Men love women, and women love men. Both sexes cause strain on each other. However, when a lady has money and a man does not, this can cause a big problem especially if the lady loves the man. This case happened in The Heiress. The Heiress is a 1949 movie adaptation, directed by William Wyler, of Washington Square, a 1880 novel written by Henry James. In the book the story centers on Catherine, who is an heiress to her father, Dr. Sloper. Catherine, however, is a very shy and timid girl. Even though her father is well known in many different circles, Catherine does not have great social skills, because her father has always held Catherine's dead mother on a pedestal for his hapless daughter to try to reach. But how can one compete with a dead memory?
Catherine's social skills are hard to come by when she is trying to meet suitors. However, one man who appears to be interested in Catherine is Morris Townsend. Morris is full of delight for Catherine, for every word that he says she hangs on. Reading the book, one feels every piece of pain that Catherine feels when her father talks of her mother, or when she falls in love with Morris, who is a money hunter and who is forbidden to marry him. If Cathy marries him then she will lose her inheritance.

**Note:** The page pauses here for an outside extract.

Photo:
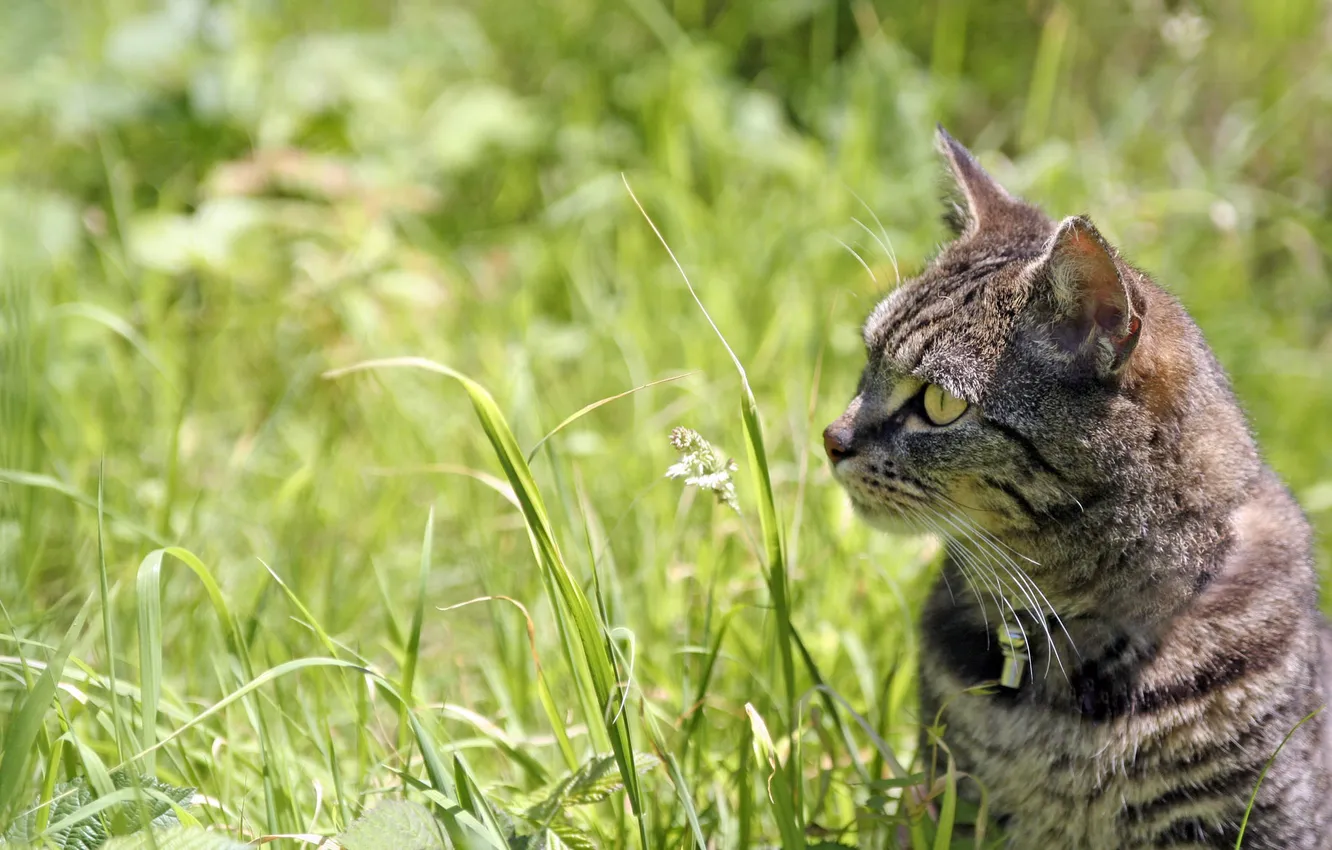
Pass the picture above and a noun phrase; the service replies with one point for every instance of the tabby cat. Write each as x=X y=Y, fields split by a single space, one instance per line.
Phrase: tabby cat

Watching the movie The Heiress, one feels the same; William Wyler's adaptation of the well-known book is thought-provoking and entertaining. One is left cheering for Cathy because of the way she deals with the two men in her life who have looked down upon her and leave her abandoned with her inheritance. Olivia de Havilland, the actress who becomes Catherine in the movie, is at the beginning the naïve young girl, who transforms into the strong mature woman. Catherine grows through the movie once she realizes how the men in her life view her.
At the beginning Catherine runs down and has this beautiful red dress on to show her father; however, her father (Ralph Richardson) says, "Your mother was fair and dominated the color." Catherine is saddened by this remark. This attitude from her father does not allow for her to marry the man she loves. Dr. Sloper is correct on Morris (Montgomery Clift) not being good for Catherine but does not let Catherine find out what Morris really is for herself, until the very end. All that is left for Catherine to become is a woman who is strong but not with the sweetness that did exist. When Olivia de Havilland is the naïve Cathy, she has tight hair and horrible makeup. In the end she is not naïve; her hair is lighter; and her face is brighter. Even though she is saddened by discovering her father to be correct about Morris being after her money, she also realizes her life is hers, as she is striding up the stairs, as the abandonded Morris pounds away on the front door.
Cathy's strain from dealing with her father and Morris in her life made her what she was. At first she was naïve because she had put her father on a pedestal, but in the end her eyes were wide open to what she knew was right in her life. She loved who was most important to her, herself.